普通の目の見える人が、自分の家のあたりの景色に親しみを持って見るのと同様に、私には自分の住んでいる近所の音が、私の生活の中に入っているわけである。これは自分の住んでいる周囲の音が懐しいのである。
 気候が暖かになると、戸障子を明けるので、近所の音が非常に近くなる。私の住んでいる家の直ぐ裏で、垣一重へだてた向うの家で、いつも年とった御主人の懐しい声が聞こえる。
 その方の耳が少し遠いらしく、家人の方が大きな声で話される。私が引越して来て以来、いつもその声を聞くので、私はいつか一度お話ししてみたいと思っていた。
 或る日、私の所へ一通の手紙が来た。差出人の名は私の知らぬ人であったけれども、読んで貰うと、一度是非お会いしたいから――とあった。それは、裏の御主人からであったことがわかった。それで早速私の方からも、是非お会いしたいという返事を出したら、或る時、その御主人が訪ねて来られた。
 今までは聞き覚えの声だけであったが、話してみたら、やはりその声であった。そして、お互に会ってみたいと思っていたのだと言った。その方は陸軍の将官でかなりのお年寄であった。色々話しの末に言われるには、自分は昔の貴い方の歌を持っている。それが埋れかけているが、何とかその歌を作曲して、世に出して貰いたいと言われた。実は私たちは、お互に垣一重の裏隣りにいて、七年間声だけを聞いていたのが、今日初めて話し合って、懐しく感じたのである。
 その後、私は、その方の避寒していられる先に、私の随筆集『騒音』を一部贈ったところ、或る時、私のところへ来られて言われるには、私は『騒音』を戴いてすっかり読んだが、あなたは私とは全然反対であることを覚った。それは毎年同じ小鳥がやって来て、同じ音色で鳴くと書いてあった。私の庭へも小鳥が飛んで来たが、私は耳が遠いので、鳴かん鳥かと思っていたら、読んでやっぱり鳴く鳥も来るのかなあと思った、などと言われた。
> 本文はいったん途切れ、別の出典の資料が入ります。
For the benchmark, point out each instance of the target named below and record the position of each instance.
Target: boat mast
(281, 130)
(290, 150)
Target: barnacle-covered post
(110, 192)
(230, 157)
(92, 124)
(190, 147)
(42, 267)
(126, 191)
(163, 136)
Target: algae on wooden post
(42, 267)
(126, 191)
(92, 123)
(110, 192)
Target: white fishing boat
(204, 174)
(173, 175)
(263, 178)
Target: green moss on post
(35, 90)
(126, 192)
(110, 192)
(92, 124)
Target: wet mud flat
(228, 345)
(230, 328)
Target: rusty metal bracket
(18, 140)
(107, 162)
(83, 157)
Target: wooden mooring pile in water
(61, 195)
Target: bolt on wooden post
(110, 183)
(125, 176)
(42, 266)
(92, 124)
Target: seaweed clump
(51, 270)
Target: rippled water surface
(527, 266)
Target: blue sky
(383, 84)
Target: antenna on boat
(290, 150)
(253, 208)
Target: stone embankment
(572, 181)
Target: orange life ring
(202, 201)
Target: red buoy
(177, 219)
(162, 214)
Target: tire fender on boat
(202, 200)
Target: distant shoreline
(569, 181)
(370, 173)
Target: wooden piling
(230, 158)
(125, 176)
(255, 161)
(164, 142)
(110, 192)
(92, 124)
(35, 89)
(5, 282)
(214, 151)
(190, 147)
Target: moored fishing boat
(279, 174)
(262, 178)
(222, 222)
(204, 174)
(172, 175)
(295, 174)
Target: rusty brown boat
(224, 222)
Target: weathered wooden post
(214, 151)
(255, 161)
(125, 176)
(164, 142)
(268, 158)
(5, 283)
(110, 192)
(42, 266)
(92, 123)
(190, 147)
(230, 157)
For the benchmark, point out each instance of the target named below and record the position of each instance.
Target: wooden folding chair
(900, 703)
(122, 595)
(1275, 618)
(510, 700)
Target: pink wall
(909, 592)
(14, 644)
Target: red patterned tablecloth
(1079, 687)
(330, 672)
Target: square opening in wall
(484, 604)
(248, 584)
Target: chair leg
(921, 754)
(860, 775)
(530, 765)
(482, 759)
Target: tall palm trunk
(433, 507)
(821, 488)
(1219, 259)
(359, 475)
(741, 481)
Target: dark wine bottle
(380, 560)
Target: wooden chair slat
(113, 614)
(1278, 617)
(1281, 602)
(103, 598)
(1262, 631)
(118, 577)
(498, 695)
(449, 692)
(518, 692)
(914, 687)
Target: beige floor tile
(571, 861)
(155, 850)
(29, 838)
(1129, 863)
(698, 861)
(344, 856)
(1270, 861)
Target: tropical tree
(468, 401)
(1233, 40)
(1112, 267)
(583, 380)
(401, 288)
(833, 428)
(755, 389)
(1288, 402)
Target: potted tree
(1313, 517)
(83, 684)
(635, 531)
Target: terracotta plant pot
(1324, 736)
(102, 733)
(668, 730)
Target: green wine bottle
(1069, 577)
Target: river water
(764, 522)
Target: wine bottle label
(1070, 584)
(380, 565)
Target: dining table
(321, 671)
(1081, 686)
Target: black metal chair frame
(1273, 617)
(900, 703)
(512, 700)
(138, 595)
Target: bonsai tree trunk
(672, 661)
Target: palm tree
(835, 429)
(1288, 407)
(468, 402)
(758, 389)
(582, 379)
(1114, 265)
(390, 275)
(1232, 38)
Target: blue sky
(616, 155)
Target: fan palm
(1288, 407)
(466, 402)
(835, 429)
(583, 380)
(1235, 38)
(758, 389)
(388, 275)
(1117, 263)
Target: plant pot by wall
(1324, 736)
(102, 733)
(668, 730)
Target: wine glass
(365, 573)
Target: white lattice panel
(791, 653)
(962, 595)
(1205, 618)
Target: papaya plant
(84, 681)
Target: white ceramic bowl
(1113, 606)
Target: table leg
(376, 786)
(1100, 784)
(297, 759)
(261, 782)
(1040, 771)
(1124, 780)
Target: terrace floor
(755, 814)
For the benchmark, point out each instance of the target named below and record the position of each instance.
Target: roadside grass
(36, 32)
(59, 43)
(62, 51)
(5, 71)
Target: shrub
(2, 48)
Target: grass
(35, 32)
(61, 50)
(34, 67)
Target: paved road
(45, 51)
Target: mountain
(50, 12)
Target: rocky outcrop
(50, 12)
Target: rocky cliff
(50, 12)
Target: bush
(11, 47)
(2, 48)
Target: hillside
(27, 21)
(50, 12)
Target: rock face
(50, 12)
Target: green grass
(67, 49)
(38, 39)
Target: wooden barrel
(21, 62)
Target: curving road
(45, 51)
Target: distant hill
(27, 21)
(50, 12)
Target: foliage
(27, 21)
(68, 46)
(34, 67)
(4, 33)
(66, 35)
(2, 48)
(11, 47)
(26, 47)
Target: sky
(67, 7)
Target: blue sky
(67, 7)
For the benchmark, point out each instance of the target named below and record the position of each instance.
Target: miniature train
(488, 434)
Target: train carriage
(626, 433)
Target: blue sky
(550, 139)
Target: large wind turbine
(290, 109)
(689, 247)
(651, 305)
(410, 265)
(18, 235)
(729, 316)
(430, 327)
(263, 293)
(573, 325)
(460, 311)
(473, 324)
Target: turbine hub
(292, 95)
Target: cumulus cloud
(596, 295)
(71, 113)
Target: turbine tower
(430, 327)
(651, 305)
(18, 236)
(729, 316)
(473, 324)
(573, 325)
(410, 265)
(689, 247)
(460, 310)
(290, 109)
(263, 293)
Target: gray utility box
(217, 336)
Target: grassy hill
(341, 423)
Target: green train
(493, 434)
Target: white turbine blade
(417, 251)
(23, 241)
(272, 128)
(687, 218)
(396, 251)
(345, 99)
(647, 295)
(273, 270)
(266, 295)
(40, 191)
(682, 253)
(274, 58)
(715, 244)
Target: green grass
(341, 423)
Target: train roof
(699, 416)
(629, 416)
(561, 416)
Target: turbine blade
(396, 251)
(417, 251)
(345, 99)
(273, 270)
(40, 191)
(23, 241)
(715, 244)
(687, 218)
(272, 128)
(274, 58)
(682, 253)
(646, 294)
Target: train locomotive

 それで、私も答礼に行こうと言ったら、その方は「いや、私のところは石段が沢山あるし、私は目が見えるから、上り下りのことはよくわかるが、目の悪い方に来られて、怪我でもされては困るから、来て戴かなくても宜しい」と言われた。七十にもなるお年寄であるが、非常に元気な方だと私は思った。そして、その方は国文学の研究をしておられるので、色々の話しを聞いているうちに、私は色々教えられることがあった。私は戴いた歌を充分慎重に作曲してみようと思っている。